Con le intenzioni più oblique (nei confronti degli ebrei e di una loro rappresentazione standard), ma anche con la fortuna di vivere in una capitale piena di apolidi come lui (Parigi), Cioran fissa almeno uno snodo: fra città e patria. Con le loro convergenze e dissonanze, e con tutta la gamma di sentimenti annessi. È un incrocio che interessa molto a Voltaire quasi due secoli prima, nel 1764. Morde, e ride, come sempre. Proprio di Parigi e dei suoi cittadini: «Tu, gaudente parigino, che non hai mai fatto altro viaggio fuori che quello di Dieppe per andare a mangiare il pesce fresco, che non conosci nient’altro che il tuo palazzetto in città, la tua villa in campagna, e il tuo palchetto in quel teatro dell’Opera dove tutta l’Europa si ostina a venirsi ad annoiare, che parli abbastanza piacevolmente il tuo linguaggio perchè non ne sai nessun altro: tu ami tutto questo, e ami anche le donnine che mantieni, lo champagne che ti arriva da Reims, le tue rendite che il Municipio ti paga puntualmente ogni sei mesi; e mi vieni a dire che tu ami la patria!».
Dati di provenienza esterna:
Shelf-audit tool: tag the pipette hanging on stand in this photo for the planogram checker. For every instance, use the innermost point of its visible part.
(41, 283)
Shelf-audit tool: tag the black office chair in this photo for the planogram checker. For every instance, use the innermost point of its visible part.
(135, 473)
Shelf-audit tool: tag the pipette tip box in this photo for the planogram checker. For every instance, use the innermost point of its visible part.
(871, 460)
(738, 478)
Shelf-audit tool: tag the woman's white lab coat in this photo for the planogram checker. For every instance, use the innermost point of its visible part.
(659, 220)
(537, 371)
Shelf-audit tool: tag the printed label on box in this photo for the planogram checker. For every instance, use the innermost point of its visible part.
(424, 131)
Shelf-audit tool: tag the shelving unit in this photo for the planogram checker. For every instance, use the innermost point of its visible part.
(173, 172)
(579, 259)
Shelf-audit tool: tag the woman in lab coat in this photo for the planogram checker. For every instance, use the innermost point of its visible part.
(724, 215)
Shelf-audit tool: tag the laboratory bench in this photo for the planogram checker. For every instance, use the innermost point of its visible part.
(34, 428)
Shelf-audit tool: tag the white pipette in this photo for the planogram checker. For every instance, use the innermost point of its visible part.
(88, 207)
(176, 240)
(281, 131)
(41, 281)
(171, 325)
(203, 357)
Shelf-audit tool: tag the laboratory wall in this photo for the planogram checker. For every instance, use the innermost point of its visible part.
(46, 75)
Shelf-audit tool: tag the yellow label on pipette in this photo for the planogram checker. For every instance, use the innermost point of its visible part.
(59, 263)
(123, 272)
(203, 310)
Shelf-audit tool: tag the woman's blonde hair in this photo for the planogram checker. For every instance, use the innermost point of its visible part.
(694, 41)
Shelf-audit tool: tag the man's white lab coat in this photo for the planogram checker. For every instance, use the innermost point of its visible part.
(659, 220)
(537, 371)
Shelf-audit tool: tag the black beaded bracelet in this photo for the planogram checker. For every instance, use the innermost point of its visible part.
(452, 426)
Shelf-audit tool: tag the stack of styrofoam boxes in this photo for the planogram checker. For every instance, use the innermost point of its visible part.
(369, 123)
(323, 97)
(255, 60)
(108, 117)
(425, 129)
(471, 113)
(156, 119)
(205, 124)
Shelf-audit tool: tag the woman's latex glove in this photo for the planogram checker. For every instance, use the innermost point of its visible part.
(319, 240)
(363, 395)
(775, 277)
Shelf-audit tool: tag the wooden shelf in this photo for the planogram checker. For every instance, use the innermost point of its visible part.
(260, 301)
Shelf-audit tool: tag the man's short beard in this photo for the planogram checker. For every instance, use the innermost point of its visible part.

Quando, nel 322 a. C., muoiono Demostene, Aristotele, la democrazia ateniese, e l’idea stessa della polis, dirsi «cosmpolita» significa presentarsi come «cittadino dell’universo». In questo senso, così sì spiegato da Moses Finley: «Da allora la ricerca della sapienza e dell’esistenza morale si concentrarono completamente sull’anima individuale», dato che la «cittadinanza era diventato un concetto privo di senso».

Nella città di Alphaville del film di Godard (1965), lo spirito dei suoi abitanti viene manipolato dal potere del computer Alpha 60 che li trasforma tutti in «alfabeti». E in mutanti che vivono della sua luce in un paesaggio urbano impietosamente bianco o nero. La città sta dall’altro lato della circonvallazione esterna. Il detective Lemmy Caution (Eddie Costantine) che arriva dai «Paesi esterni» col compito di indagare su quella «capitale del dolore», finisce anche in mezzo a un corso di semantica. Uscendone, domanda a Natacha (Anna Karina, nella parte dell’alphavilliana assai bella che si innamora di lui): «Ma perchè la gente qui ha l’aria così triste?». Lei risponde: «Perché mancano d’elettricità».